The back of the pack is a “trampoline back” which means that your back is held away from the back of the pack by a piece of aerated material.
I love this feature because the resulting gap between the pack and yourself almost completely solves the uncomfortable “sweaty back” problem!
The shoulder straps and waist belt are also designed to keep you cool with Columbia’s innovative combination of comfortable Techlite™ foam and mesh.
A built-in whistle on the sternum strap buckle and a system to store your trekking poles when not needed were nice touches. I’m still a little dubious, however, of the Silverback™ reflective lining that, supposedly, “allows you to easily see inside your pack”.
I would probably say that the comfort I feel while wearing this pack is its number one selling feature for me!
This was the first pack I ever bought that had a women’s specific design, and when Columbia says “women specific” they don’t just mean “shrink it and pink it”. The way this pack wraps around my curves and hugs my back without flopping, bouncing, or shifting makes me happy just to think about it! The weight is placed squarely on your hips so the shoulder straps don’t even touch the tops of your shoulder! It practically feels like it’s levitating when I wear it.
I do have a warning though, for my petite backpacking sisters… I have to wear this pack with the waist belt tightened almost as far as it will go; my sister Addison wears it tightened all the way. So if you are very slender you might want to pass on this pack…you won’t be able to tighten the waist belt enough and all of the pack weight will be placed improperly on your shoulders.
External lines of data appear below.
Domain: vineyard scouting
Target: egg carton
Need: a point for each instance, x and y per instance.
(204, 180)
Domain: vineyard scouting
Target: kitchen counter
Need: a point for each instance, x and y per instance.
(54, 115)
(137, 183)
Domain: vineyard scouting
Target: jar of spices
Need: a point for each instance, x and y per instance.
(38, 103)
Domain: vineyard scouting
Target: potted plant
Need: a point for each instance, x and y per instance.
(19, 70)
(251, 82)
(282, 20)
While this pack has held up fine for me, I would be a little hesitant to recommend it to anyone who is rough on their gear or who will be packing in areas with sharp brush or rocks. The fabric of the pack is strong for holding gear, but quite thin, and I’m afraid it could be easily punctured. The stretchy front and side pockets make me suspect they could be snagged on bushes. Case in point, don’t drag this pack over scree or run through a briar patch with it (not that I would recommend doing this with any pack!) Let’s just say I am infinitely glad I chose not to take this pack on my caving expedition in May!
The manufacturer’s suggested retail price for this pack is $129. Comparing it to similar models (like the Osprey Tempest 20) I would say this pack is comparably price for its market. Catching this pack while on clearance and combining it with a coupon, however, helped me to snag the Vixen for a cool $44.73, which for the comfort level and functionality was a steal in my opinion!
The Columbia Vixen is an extremely comfortable pack designed with women in mind. The pack has the perfect amount of space for an all-day summer hike, or a lightly packed winter snowshoe trip. The ventilation system is top notch, and the easily accessible stuff pouch, hip belt pockets, and trekking pole loops put this pack at the top of the line. However, petite individuals or gear abusers might want to steer clear.
Where to purchase
Most unfortunately, I bought this pack on clearance because Columbia was discontinuing it. Why they would scrap such an excellent pack is beyond me and I will be on the lookout to see if they start offering a new design with comparable size and features. In the meantime, if you see this pack on eBay or a gear swap I recommend grabbing it!
-Michaela “The Farming Daughter”
Note: This pack was purchased for my own personal use. I was not paid or compensated in any way to purchase, use, or review this pack. The views and opinions expressed are solely my own.
One thought on “Columbia Vixen 22 Pack Review”
Great PR writing! Columbia couldn’t have done it better themselves. In fact — why don’t you send it to Columbia’s PR contact — seriously?